B) ADMISSION STANDARDS – THE EXPECTED PREPARATION AND QUALIFICATIONS OF STUDENTS ADMITTED TO THE PROGRAM.
In addition to fulfilling the requirements of the School of Graduate Studies for admission, a candidate for graduate work in English should present an undergraduate major in English or a minimum of eighteen semester hours of English beyond the freshman level. In some cases, students will be required to make up deficiencies without receiving graduate credit and/or may be admitted only on a provisional status. The Department requires all candidates for admission to submit their scores on the general sections of the Graduate Records Examination. We pay close attention to the verbal and analytical writing scores. We do not require the specialized test in English literature, though we welcome any evidence of strong preparation in the field that such scores might provide.

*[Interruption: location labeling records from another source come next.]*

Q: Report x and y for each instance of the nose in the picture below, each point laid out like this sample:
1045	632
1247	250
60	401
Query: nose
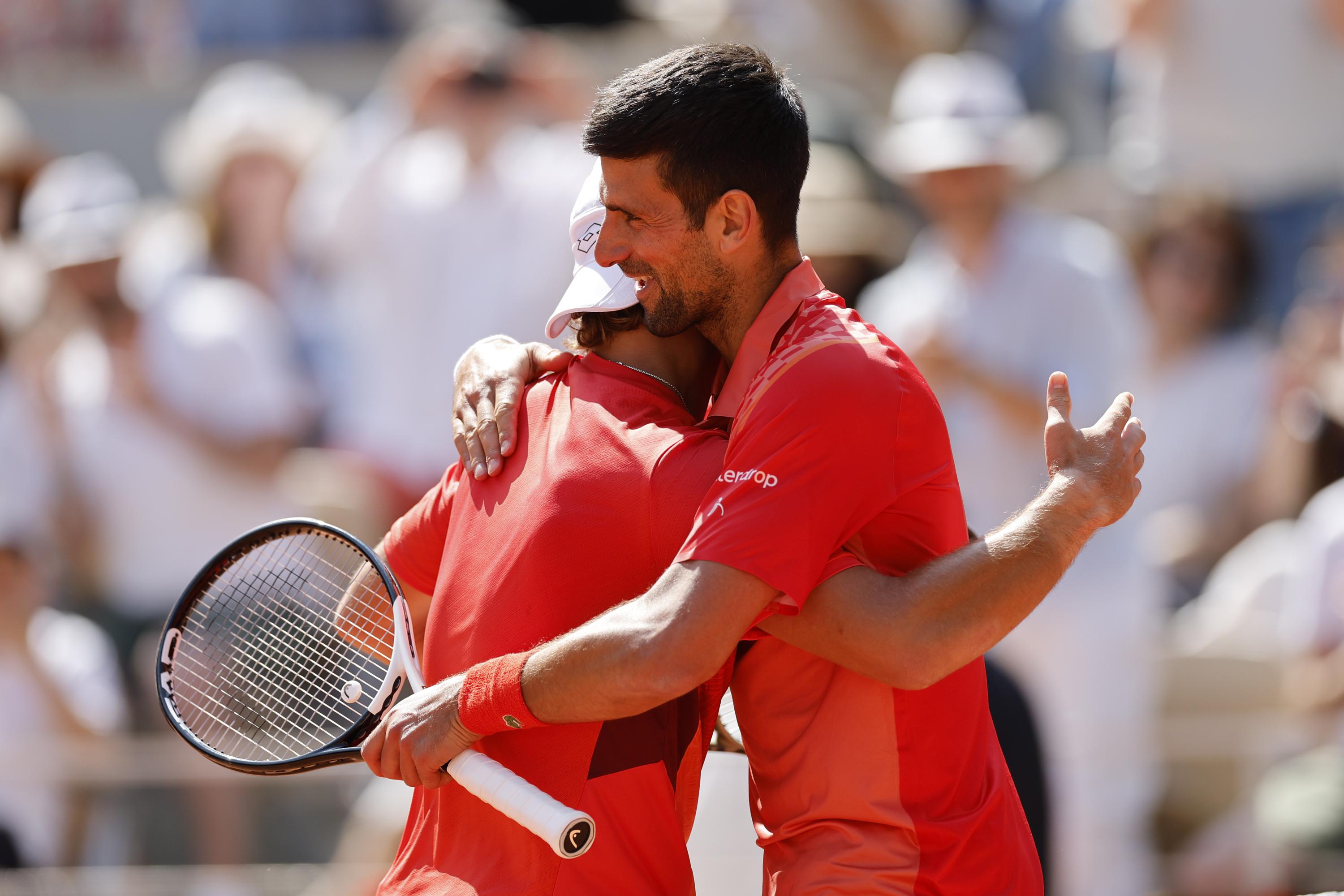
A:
612	248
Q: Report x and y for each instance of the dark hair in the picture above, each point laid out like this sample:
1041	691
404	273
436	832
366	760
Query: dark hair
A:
719	116
1223	224
594	328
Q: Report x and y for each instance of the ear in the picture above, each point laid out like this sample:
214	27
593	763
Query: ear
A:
733	221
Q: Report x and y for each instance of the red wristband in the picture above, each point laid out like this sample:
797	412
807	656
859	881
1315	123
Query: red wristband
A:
491	699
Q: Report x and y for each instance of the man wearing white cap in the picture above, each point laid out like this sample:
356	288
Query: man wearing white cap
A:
615	469
991	299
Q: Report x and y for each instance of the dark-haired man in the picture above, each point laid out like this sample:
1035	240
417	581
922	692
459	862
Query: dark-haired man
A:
857	788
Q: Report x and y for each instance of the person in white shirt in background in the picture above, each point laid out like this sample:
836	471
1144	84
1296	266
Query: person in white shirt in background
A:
437	218
1210	389
991	299
1240	97
167	422
221	258
58	671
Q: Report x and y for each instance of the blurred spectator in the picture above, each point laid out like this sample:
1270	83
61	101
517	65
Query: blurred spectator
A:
58	672
19	162
878	37
280	22
1057	64
437	218
224	260
849	234
1207	373
160	476
1240	97
991	299
58	677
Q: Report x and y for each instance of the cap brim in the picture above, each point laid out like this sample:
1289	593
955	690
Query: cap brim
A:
593	289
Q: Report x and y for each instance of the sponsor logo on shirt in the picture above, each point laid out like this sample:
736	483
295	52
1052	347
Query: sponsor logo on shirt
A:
761	477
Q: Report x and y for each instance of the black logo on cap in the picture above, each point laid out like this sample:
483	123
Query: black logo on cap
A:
589	238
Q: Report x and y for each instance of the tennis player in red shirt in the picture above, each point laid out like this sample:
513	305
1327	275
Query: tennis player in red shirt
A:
857	788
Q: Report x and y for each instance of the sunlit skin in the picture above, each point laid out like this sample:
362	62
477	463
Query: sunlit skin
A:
715	277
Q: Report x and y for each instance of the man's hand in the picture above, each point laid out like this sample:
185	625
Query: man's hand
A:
418	737
1093	470
488	385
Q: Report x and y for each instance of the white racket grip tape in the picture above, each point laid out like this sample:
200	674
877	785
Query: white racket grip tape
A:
569	832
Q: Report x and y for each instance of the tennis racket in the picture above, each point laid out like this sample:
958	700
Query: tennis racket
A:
283	655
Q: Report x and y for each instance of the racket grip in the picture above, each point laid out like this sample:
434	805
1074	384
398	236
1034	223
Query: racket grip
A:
568	832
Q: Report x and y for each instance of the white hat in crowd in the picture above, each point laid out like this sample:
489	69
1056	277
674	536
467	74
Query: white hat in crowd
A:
964	112
249	107
80	210
594	288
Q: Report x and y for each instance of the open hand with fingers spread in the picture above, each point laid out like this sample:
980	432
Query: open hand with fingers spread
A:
1094	470
488	385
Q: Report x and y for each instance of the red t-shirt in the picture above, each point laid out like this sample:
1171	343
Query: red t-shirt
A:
836	441
588	513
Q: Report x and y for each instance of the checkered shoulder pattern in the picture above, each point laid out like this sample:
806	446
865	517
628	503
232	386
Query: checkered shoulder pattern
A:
823	320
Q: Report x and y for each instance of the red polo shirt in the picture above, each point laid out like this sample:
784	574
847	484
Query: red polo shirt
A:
589	512
836	441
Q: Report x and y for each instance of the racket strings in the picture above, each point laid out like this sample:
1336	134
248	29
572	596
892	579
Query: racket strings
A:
245	652
281	711
273	641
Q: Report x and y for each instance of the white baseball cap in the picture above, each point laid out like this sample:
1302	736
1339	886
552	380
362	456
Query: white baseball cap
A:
80	210
594	288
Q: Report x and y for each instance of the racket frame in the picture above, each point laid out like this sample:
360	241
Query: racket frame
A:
343	749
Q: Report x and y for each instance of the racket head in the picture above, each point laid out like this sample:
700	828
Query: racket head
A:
268	667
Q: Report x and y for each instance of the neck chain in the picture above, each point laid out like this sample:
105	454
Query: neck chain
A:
660	381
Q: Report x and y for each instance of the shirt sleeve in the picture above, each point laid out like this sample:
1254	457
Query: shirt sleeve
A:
414	546
811	460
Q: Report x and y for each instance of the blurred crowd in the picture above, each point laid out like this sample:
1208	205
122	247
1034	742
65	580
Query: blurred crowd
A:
1144	194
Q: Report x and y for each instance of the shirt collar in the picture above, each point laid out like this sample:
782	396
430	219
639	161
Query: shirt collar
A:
799	284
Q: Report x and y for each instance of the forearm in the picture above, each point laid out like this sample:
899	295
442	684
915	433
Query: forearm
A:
913	630
644	652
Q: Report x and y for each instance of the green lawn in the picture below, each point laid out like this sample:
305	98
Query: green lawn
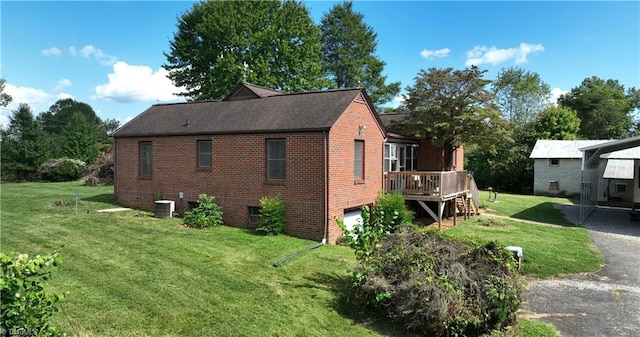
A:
548	250
129	274
526	207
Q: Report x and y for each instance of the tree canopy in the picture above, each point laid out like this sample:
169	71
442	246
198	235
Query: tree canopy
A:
74	130
557	123
348	52
221	43
453	107
5	98
521	95
604	107
24	145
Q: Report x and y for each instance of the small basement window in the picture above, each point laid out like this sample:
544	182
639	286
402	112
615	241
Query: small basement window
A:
621	188
254	215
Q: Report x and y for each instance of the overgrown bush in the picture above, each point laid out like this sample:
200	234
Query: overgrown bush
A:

Candidates must submit one or two examples of their scholarly, analytic writing (amounting to about twenty double-spaced pages), normally papers written for undergraduate or graduate courses in English literature and language. The admissions committee reads writing samples carefully for evidence of scholarly promise. The committee finds that creative pieces or samples of journalistic writing do not provide such evidence.

C) THE MANNER IN WHICH THE PROGRAM ADDRESSES THE NEEDS OF THE STATE OR REGION.
Faculty and graduate student work engages with University Circle and Cleveland institutions, including the Dittrick Museum of Medical History, the Cleveland Museum of Art, the Cleveland Botanical Garden, the Cleveland Museum of Natural History, the Western Reserve Historical Society, the Cleveland Psychoanalytic Association, the Cleveland MetroParks Zoo, and the Cleveland Playhouse, as well as with CWRU’s Theater Arts, Art History, Cognitive Science, and History departments, Special Collections in the Kelvin Smith Library, and the Law School.

D) PLACEMENT OBJECTIVES FOR GRADUATES.
Our doctoral program prepares students for academic careers at colleges and universities and for non-academic work in related fields. The faculty in the Department offer extensive preparation in methods for working in English Studies and supplement the official curriculum with a series of professional development workshops and colloquia, including sessions on developing academic, “alternative-academic,” and non-academic career search plans.